Il 22 febbraio dello scorso anno, con le «zone rosse» del lodigiano e di Vo’ Euganeo, si inaugurava in Italia, e a catena nel resto d’Europa, la lunga serie di misure eccezionali per il contenimento dell’epidemia di Covid-19 che ha stravolto le nostre vite. Si apriva anche, con ciò, una stagione di relazioni complicate tra politica e scienza, tra deliberazione democratica e sapere esperto.

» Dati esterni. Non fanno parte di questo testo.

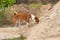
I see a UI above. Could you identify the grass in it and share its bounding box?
[3,35,26,40]
[29,3,42,8]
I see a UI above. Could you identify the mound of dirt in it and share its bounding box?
[27,1,60,40]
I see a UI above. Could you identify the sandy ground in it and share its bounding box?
[0,1,60,40]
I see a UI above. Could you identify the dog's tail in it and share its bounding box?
[35,16,39,23]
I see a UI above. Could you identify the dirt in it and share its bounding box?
[0,1,60,40]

In Germania, il quotidiano Die Welt ha rivelato il lungo carteggio del marzo 2020 tra il ministro dell’Interno, Horst Seehofer e gli esperti dell’istituto Robert Koch, con cui il primo chiedeva, e otteneva dal secondo, un dossier dai toni forti e allarmistici per legittimare agli occhi dell’opinione pubblica le disposizioni di restrizione della libertà personale.

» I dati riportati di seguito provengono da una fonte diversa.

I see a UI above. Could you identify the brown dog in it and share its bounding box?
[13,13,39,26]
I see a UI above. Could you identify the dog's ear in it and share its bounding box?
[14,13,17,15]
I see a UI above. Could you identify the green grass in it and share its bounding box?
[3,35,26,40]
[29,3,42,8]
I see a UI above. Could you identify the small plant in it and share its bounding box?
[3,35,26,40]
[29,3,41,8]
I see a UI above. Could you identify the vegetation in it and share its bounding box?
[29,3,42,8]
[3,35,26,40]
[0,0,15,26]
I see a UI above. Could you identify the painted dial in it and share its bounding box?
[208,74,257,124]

Anche in Italia il parere degli esperti ha rappresentato spesso il paravento dietro cui si sono nascoste decisioni politiche impopolari. Più evidente ancora, però, è stato il fenomeno della sovraesposizione mediatica di figure di scienziati ed esperti, che influenzano l’opinione pubblica anche per vie autonome rispetto alla politica, entrando non di rado in conflitto con l’opinione di loro pari nonché, talvolta, con la realtà dei fatti. Il caso più recente è l’allarme sulle varianti del virus tra i ricoverati all’Ospedale Sacco di Milano, lanciato in diretta tv dal primario di Malattie infettive, Massimo Galli, e smentito dallo stesso istituto milanese.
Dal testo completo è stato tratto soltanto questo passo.